Germany has fallen out of favor with the Kremlin, which has ramped up pressure on German institutions in Russia. But while Chancellor Angela Merkel disapproves of President Vladimir Putin's authoritarian presidency, she has no desire to burn bridges with the country.

A number of years ago, Russian President Vladimir Putin instructed the counterintelligence department of Russia's main domestic security agency, the FSB, to scale back its activities regarding German offices and institutions. However, this remit no longer seems to apply, with Putin taking an increasingly combative stance toward Germany.
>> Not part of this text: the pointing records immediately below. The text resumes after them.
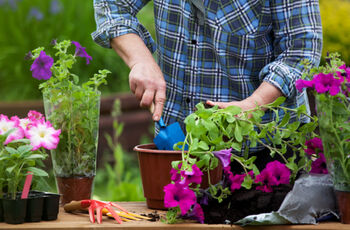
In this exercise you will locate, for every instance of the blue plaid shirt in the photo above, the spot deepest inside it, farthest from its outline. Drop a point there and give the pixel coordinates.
(240, 44)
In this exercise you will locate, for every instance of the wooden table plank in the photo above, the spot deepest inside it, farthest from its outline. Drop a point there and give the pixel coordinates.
(80, 221)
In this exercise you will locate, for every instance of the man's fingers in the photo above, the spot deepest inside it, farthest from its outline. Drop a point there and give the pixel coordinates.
(159, 102)
(147, 98)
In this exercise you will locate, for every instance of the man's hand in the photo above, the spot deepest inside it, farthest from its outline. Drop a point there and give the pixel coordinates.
(147, 83)
(145, 78)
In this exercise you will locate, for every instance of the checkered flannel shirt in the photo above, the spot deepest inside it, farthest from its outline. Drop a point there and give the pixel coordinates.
(241, 44)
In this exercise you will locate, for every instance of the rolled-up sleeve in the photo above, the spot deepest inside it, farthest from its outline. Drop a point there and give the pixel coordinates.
(118, 17)
(297, 32)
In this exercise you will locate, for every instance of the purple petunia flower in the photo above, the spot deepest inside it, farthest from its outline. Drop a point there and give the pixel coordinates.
(236, 181)
(224, 156)
(312, 145)
(327, 83)
(174, 174)
(194, 176)
(35, 13)
(266, 179)
(319, 165)
(179, 195)
(300, 84)
(41, 67)
(197, 213)
(279, 171)
(80, 51)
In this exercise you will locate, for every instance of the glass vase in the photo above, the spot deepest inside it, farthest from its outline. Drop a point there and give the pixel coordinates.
(76, 113)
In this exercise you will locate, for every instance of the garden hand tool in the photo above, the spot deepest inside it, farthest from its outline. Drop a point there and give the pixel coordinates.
(91, 205)
(168, 135)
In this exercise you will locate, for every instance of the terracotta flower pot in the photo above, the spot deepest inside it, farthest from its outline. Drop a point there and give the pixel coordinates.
(74, 188)
(343, 199)
(155, 166)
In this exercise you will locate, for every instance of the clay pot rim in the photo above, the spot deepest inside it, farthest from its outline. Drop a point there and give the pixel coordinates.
(151, 148)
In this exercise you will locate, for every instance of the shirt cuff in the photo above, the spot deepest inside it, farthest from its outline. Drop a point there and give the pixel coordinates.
(281, 76)
(103, 36)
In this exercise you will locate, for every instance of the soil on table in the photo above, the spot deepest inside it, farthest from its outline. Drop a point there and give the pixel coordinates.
(242, 203)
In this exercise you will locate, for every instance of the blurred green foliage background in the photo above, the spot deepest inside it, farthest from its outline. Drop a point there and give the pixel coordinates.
(27, 24)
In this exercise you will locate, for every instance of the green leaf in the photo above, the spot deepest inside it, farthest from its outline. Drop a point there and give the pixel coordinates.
(37, 171)
(202, 145)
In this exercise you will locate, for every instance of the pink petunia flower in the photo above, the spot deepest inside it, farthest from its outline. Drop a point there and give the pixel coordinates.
(279, 171)
(194, 176)
(42, 134)
(224, 156)
(179, 195)
(300, 84)
(35, 115)
(266, 179)
(197, 213)
(236, 181)
(41, 67)
(327, 83)
(319, 165)
(313, 145)
(8, 124)
(175, 175)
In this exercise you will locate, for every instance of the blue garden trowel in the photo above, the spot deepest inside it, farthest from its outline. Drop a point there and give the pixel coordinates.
(168, 135)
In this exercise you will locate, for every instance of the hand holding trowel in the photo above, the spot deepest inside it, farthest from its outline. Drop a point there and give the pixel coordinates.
(168, 135)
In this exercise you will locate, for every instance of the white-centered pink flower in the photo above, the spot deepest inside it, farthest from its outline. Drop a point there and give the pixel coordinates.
(42, 134)
(8, 124)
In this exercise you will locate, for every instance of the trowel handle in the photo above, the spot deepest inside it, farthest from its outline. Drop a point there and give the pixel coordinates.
(161, 123)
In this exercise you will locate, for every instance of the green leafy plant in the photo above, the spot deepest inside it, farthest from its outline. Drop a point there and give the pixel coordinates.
(330, 85)
(71, 107)
(225, 135)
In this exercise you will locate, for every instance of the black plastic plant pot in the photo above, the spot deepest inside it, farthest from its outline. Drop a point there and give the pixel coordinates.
(15, 210)
(1, 212)
(35, 204)
(51, 206)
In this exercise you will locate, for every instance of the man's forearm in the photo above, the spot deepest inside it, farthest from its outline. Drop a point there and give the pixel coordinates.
(131, 49)
(266, 93)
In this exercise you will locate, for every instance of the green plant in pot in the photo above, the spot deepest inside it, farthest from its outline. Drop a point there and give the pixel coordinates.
(75, 110)
(224, 135)
(22, 150)
(330, 85)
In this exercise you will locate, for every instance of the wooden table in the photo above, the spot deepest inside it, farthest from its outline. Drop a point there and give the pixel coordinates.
(80, 221)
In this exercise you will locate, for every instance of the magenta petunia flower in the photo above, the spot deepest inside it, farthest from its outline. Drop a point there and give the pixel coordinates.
(313, 145)
(224, 156)
(194, 176)
(42, 134)
(300, 84)
(41, 67)
(319, 165)
(236, 181)
(179, 195)
(327, 83)
(174, 174)
(35, 115)
(279, 171)
(81, 52)
(266, 179)
(197, 213)
(8, 124)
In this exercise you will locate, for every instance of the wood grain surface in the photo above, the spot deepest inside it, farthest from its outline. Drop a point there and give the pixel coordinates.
(80, 221)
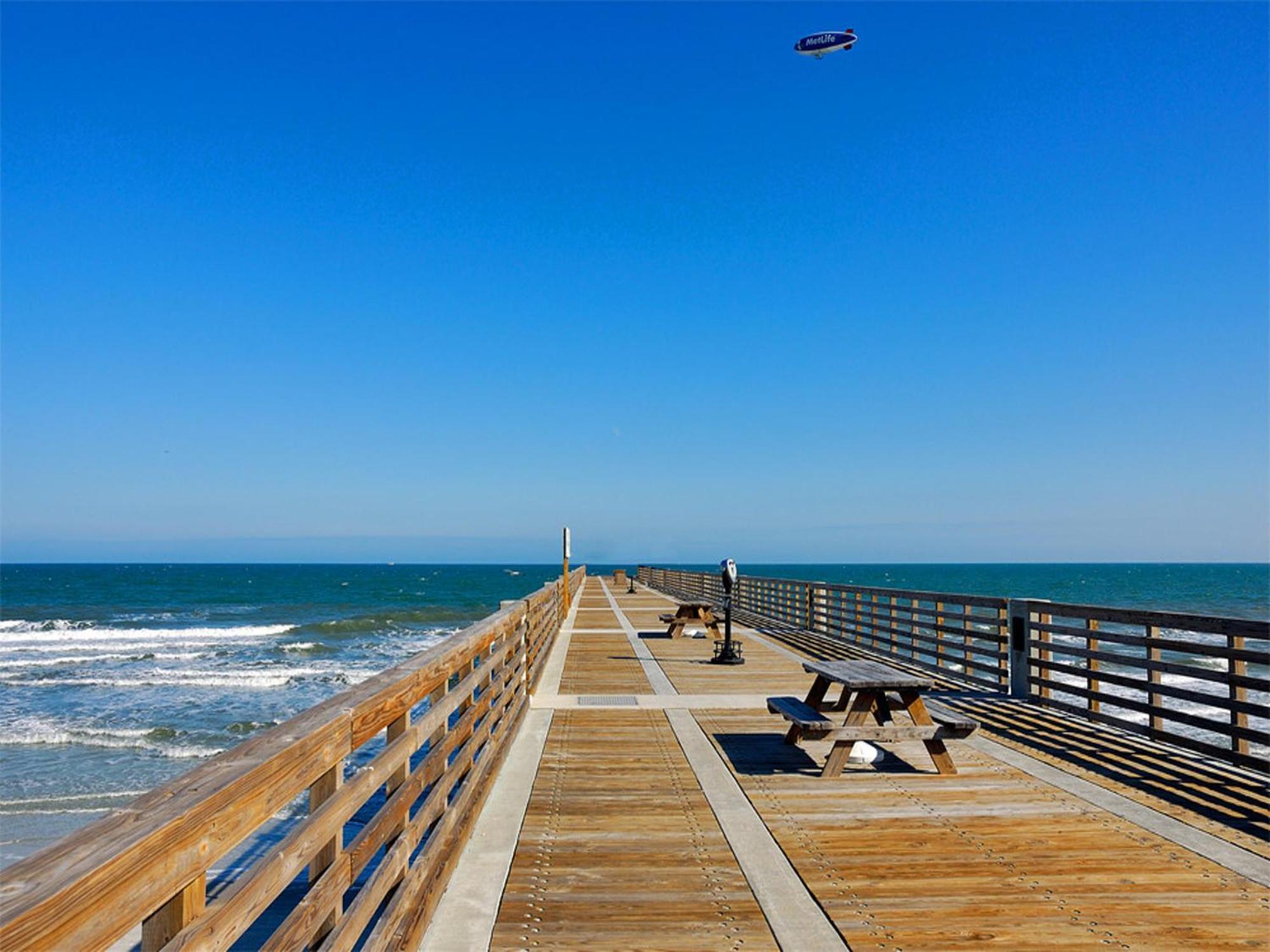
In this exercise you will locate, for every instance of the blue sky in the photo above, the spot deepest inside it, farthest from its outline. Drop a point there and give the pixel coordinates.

An ice age appears to be dawning within German-Russian relations in more ways than one. According to information obtained by SPIEGEL, last week the FSB pressured staff at the German embassy in Moscow to hand over information.

Then, a delegation of Chancellor Angela Merkel's conservative Christian Democratic parliamentarians visiting Moscow last week met with one canceled appointment after another. The same week, a pro-Kremlin mass-circulation newspaper published pictures that supposedly showed the German Chancellor naked. Russian state television, meanwhile, compared the mandatory bank deposit levy in Cyprus, which Merkel backed, with the expropriation of Jews during the Nazi era.


A Frosty Visit


Further fanning the flames of simmering tensions, Alexei Pushkov, head of the foreign committee in the Russian parliament's lower house, the State Duma, accused Germany of playing down Hitler's invasion of the Soviet Union in the popular World War II miniseries "Our Mothers, Our Fathers" ("Unsere Mütter, unsere Väter"), that aired on German TV in late March, saying that it marked "a further attempt to rewrite history."


The word in Berlin is that relations with Moscow had already reached a low point when tax authorities confiscated computers in late March from the St. Petersburg offices of the Konrad Adenauer Foundation, a political think tank aligned with Merkel's Christian Democrats.


But even though Merkel has not hidden her disappointment at recent political and social developments in Russia, government insiders say that she has no desire to burn bridges either. Nonetheless, when German Chancellor hosted a two-and-a half hour dinner with Putin during his visit to the Hanover Trade Fair last week, the mood was reportedly quite frosty.